= Sana'a: An Open City =

Novel by Mohammad Abdul-Wali

Sana'a: An Open City (صنعاء مدينة مفتوحة) is a short novel by Yemeni author Mohammad Abdul-Wali. It was included in the Arab Writers Union list of the 105 best Arabic novels of the 20th century. It was published posthumously in 1977; Abdul-Wali had died in an airplane crash four years earlier.

The book's title refers to the sack of Sana'a, Yemen's capital, following the 1948 assassination of Imam Yahya, part of a coup attempt. His son Ahmad, then the crown prince, secured support from tribal groups to take power; in exchange, he permitted them to sack Sana'a (declaring it "an open city", or permissible to loot), as well as other Yemeni cities.

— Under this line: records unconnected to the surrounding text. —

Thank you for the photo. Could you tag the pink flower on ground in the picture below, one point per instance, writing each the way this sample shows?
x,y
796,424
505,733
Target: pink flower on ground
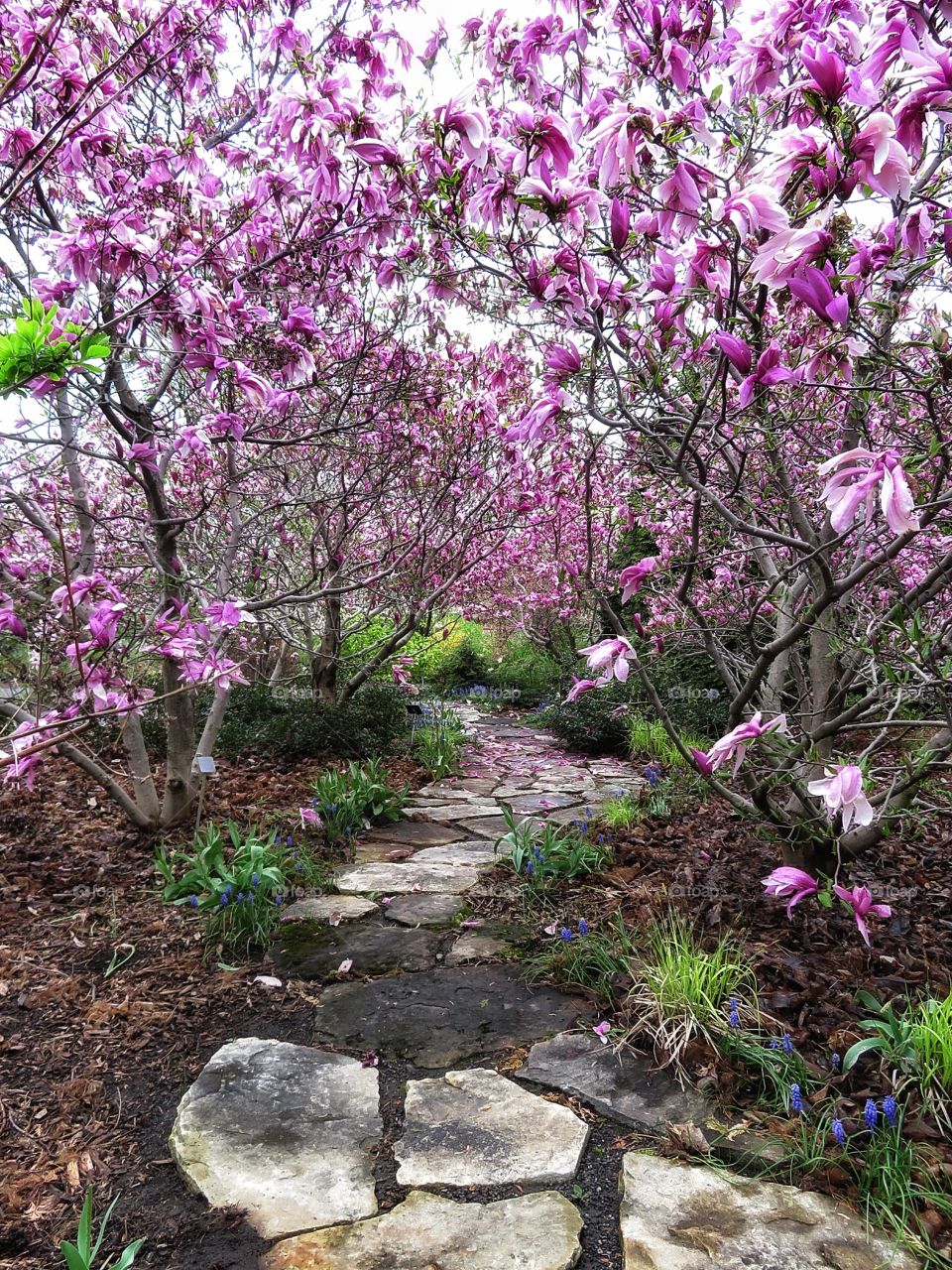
x,y
855,484
861,902
634,576
842,790
789,883
610,657
735,743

The novel caused controversy in 2000, decades after its publication, when the Arab Writers Union included it on their list of the best Arabic novels of the 20th century. Passages in the book suggesting that God is unjust prompted some Islamists to declare the author an apostate. The editor-in-chief of al-Thaqafiyah, Samir al-Yusufi, was prosecuted and imprisoned for republishing the novel, and was reportedly harassed by members of the Islamist Islah party. However, the case was later dropped and al-Yusufi freed.

==Plot==

The narrator and protagonist, Nu'man, is a young married man who lives in Aden and is alienated from his family and home village. The novel is epistolary, with Nu'man telling stories in letters he writes to an unnamed Yemeni friend of his who is studying in France.

In the first section of the book, Nu'man reluctantly spends several months in his home village with his family and wife. He despises small-town life, the conservatism of the villagers, their gossip and superstitious beliefs. He no longer loves his wife, though cannot explain why. He starts an affair with a woman he describes as a "brown-skinned mountain girl" whose husband is working abroad. However, she and many others are killed when heavy rains cause landslides and flash floods. As he is about to return to Aden, his wife informs him that she is pregnant.

Nu'man then relays stories he is told by two of his friends in Aden. One of them, a man from Sana'a whom Nu'man had previously regarded as aloof and mysterious, tells him his life story and why he left Sana'a. The man's wife and daughter were killed during the sack of Sana'a in 1948, and he emigrated to Aden and began drinking heavily. The other friend, a sailor, described a journey he took as an adolescent to the town of Zabid, where he hoped to study Islam. However, he discovered that the town had become a backwater. He learned how to recite the Qur'an there, and his mellifluous voice and recitations brought him to the attention of the town's governor. He later became a sailor and moved to Aden.

One day, Nu'man receives a letter informing him that his wife died in childbirth, as well as the baby. He becomes depressed and takes up with a teenage prostitute named Zainab. Meanwhile, the factory where Nu'man's friends worked closes, throwing them all into unemployment, except for the sailor. Nu'man, driven mad with grief for his late wife and regret for how he treated her, becomes delirious and imagines that he has died. The novel ends with Nu'man traveling to Sana'a with his friend.